Updating Repositories

Requirements

  • When a new version of Knora requires an existing repository to be updated, do this automatically when Knora starts, if possible.

  • Make the update process as fast as possible, with some indication of progress as it runs.

Design

As explained in Knora Ontology Versions, the knora-base ontology contains a version string to ensure compatibility between a repository and a given version of Knora. The same version string is therefore hard-coded in the Knora source code, in the string constant org.knora.webapi.KnoraBaseVersion. For new pull requests, the format of this string is knora-base vN, where N is an integer that is incremented for each version.

During Knora's startup process, ApplicationActor sends an UpdateRepositoryRequest message to the StoreManager, which forwards it to TriplestoreManager, which delegates it to org.knora.webapi.store.triplestore.upgrade.RepositoryUpdater.

RepositoryUpdater does the following procedure:

  1. Check the knora-base version string in the repository.

  2. Consult org.knora.webapi.store.triplestore.upgrade.RepositoryUpdatePlan to see which transformations are needed.

  3. Download the entire repository from the triplestore into a TriG file.

  4. Read the TriG file into an RDF4J Model.

  5. Update the Model by running the necessary transformations, and replacing the built-in Knora ontologies with the current ones.

  6. Save the Model to a new TriG file.

  7. Empty the repository in the triplestore.

  8. Upload the transformed repository file to the triplestore.

To update the Model, RepositoryUpdater runs a sequence of upgrade plugins, each of which is a class in org.knora.webapi.store.triplestore.upgrade.plugins and is registered in RepositoryUpdatePlan.

Design Rationale

We tried and rejected several other designs:

  • Running SPARQL updates in the triplestore: too slow, and no way to report progress during the update.

  • Downloading the repository and transforming it in Python using rdflib: too slow.

  • Downloading the repository and transforming it in C++ using Redland: also too slow.

The Scala implementation is the fastest by far.

The whole repository is uploaded in a single transaction, rather than uploading one named graph at a time, because GraphDB's consistency checker can enforce dependencies between named graphs.

Adding an Upgrade Plugin

Each time a pull request introduces changes that are not compatible with existing data, the following must happen:

  • The knora-base version number must be incremented in knora-base.ttl and in the string constant org.knora.webapi.KnoraBaseVersion.
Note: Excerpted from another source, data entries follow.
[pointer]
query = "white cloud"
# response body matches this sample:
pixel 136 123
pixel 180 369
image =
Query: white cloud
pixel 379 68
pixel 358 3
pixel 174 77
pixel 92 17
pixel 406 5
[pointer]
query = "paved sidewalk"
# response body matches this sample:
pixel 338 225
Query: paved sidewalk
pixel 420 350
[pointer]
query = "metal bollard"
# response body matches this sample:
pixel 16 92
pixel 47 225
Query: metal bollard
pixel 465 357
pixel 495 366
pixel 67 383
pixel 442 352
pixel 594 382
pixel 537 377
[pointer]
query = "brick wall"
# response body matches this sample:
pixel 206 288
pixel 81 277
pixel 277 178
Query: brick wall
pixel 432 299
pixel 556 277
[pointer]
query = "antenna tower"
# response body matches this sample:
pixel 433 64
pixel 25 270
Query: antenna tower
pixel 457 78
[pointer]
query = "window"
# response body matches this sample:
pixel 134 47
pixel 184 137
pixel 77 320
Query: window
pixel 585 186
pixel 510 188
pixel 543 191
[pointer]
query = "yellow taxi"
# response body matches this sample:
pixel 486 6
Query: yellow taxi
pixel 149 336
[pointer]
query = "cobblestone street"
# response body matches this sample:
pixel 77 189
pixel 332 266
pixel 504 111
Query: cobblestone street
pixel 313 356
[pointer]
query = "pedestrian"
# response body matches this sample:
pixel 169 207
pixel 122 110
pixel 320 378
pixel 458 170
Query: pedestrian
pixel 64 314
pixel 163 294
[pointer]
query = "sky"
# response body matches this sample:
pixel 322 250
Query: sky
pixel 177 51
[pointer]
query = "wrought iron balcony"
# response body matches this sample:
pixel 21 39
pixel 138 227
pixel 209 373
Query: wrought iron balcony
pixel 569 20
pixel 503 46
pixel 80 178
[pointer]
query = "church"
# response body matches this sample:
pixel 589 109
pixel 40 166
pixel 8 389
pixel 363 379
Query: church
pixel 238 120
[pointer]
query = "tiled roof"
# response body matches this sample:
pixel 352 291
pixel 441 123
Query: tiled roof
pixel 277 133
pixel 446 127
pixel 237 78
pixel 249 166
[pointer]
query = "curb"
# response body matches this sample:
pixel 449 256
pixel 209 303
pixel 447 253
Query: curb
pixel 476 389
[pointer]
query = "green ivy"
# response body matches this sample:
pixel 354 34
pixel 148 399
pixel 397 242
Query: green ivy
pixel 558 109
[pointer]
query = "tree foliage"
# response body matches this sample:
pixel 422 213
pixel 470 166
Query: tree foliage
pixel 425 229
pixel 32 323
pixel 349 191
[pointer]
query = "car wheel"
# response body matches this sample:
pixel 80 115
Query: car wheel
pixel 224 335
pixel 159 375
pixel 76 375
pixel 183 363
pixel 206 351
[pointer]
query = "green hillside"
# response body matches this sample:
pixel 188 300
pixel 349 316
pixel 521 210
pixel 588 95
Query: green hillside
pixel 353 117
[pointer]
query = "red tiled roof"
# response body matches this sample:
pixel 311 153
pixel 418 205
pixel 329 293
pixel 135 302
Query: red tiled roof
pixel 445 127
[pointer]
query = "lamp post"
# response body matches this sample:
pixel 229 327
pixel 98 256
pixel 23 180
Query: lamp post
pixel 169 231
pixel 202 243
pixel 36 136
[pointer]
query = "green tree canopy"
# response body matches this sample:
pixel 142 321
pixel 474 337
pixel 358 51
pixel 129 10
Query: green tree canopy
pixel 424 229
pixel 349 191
  • A plugin must be added in the package org.knora.webapi.store.triplestore.upgrade.plugins, and registered in RepositoryUpdatePlan, to transform existing repositories so that they are compatible with the code changes introduced in the pull request.

The order of version numbers must correspond to the order in which the pull requests are merged.

An upgrade plugin is a Scala class that extends UpgradePlugin. The name of the plugin class should refer to the pull request that made the transformation necessary, using the format UpgradePluginPRNNNN, where NNNN is the number of the pull request.

A plugin's transform method takes an RDF4J Model (a mutable object representing the repository) and modifies it as needed. For details on how to do this, see The RDF Model API in the RDF4J documentation.

Before transforming the data, a plugin can check whether a required manual transformation has been carried out. If the requirement is not met, the plugin can throw InconsistentTriplestoreDataException to abort the upgrade process.

The plugin must then be appended to the sequence pluginsForVersions in RepositoryUpdatePlan.

Testing Update Plugins

Each plugin should have a unit test that extends UpgradePluginSpec. A typical test loads a TriG file containing test data into a Model, runs the plugin, makes an RDF4J SailRepository containing the transformed Model, and uses SPARQL to check the result.